China’s pension funds are about to become stock investors.
The country’s local retirement savings managers, which have about 2tn yuan ($300bn) for investment, are handing over some of their cash to the National Council for Social Security Fund, which will oversee their investments in securities including equities.
The organisation will start deploying the cash in the second half, according to China International Capital Corp and CIMB Securities.
Chinese policy makers announced the change last year in a bid to boost yields for a pension system that has long suffered low returns by limiting its investments to deposits and government bonds.
For the nation’s equity markets - which are dominated by retail investors and among the world’s worst performers this year - the state fund’s presence is even more valuable than its cash, said Hao Hong, chief China strategist at Bocom International Holdings Co.
The NCSSF has “such a good reputation in being a value investor that if they take the lead, the signaling effect is actually quite strong,” said Hong, who had predicted the start and peak of China’s equity boom last year. “It’s almost like Warren Buffett saying he is buying a stock.”
The NCSSF, which oversees 1.5tn yuan in reserves for China’s social security system, has returned an average 8.8% a year since 2000, the Securities Daily reported earlier this year, citing official data. The larger pension system, on the other hand, has been locally managed and made just 2.3% annually through 2014, the newspaper said.
The organisation’s entry will come as Shanghai stocks begin a gradual recovery that has pared their losses for the year to 16% from as much as 25%. While yuan depreciation concerns are pressuring Chinese assets lower, the economy is showing some signs of stabilising.
The nation’s foreign-exchange reserves unexpectedly climbed in June in a sign of slowing outflows, while a measure of services rose.
The Shanghai Composite Index rose 0.2% at the close yesterday.
The entry “will be a positive event in terms of sentiment but the actual impact won’t be drastic,” said Ben Bei, an analyst at CIMB Securities in Hong Kong. “The fund will tend to be prudent and the progress may be very gradual – that is, it will enter the market over the next several years.”
Venturing into China’s volatile stock markets – where a crash erased $5tn of value last year – isn’t without its risks for funds traditionally focused on more stable assets.
Japan’s government pension fund, the world’s largest, may have lost about $43bn in the second quarter, Morgan Stanley MUFG Securities Co estimated. This adds fuel to criticism over the Government Pension Investment Fund’s decision to boost equity allocations in 2014.
Low returns are a challenge for China’s pension system, which is already facing pressure from a rapidly ageing population. The country’s old-age dependency ratio – a measure of those 65 or over per 100 people of working age – is set to triple to 39 by 2050. The NCSSF didn’t respond to an e-mail seeking comment.

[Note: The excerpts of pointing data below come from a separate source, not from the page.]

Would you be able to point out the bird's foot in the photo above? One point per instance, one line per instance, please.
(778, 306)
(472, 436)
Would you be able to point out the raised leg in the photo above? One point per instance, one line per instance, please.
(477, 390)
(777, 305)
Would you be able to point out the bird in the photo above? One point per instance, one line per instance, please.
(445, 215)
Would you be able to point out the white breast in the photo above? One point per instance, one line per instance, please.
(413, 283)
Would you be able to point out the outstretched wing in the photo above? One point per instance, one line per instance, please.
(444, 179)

The pension funds are more likely to buy blue-chip firms, said CIMB’s Bei, while Bocom’s Hong said they’ll probably seek out shares of state-owned enterprises with low valuations. With the market down for the year, the timing is right for entry, said Hong. Up to 30% of Chinese pension investments’ net value can be allocated to stocks, while the cap for bonds is 135%.
While that means the funds can theoretically inject 600bn yuan into shares – compared with the Shanghai market’s 25.9tn yuan size – CICC estimates that purchases this year will be limited to about 100bn yuan. Unlike the National Social Security Fund, pension funds can only invest domestically.

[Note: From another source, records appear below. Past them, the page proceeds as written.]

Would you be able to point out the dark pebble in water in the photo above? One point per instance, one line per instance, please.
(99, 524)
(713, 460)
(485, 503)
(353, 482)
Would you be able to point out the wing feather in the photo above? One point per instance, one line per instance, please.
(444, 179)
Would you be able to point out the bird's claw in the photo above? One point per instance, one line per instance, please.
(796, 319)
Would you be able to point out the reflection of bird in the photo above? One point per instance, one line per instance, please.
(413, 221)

While retail investors now account for about 80% of stock trading in China, institutions will become a bigger force as more individuals buy mutual funds or pension products, said Jason Sun, Hong Kong-based chief China strategist at Citigroup.
Giving the NCSSF more ammunition may serve one more purpose: helping stabilise markets during the next rout. During last year’s tumble, policy makers armed state-run investing company China Securities Finance Corp with more than $480bn to try and limit declines.
“Their mandate is to make a return and make sure the fund doesn’t have a deficit,” said Hong. “But in times of crisis when they’re called upon by the state, I think it will be difficult to refuse the request.”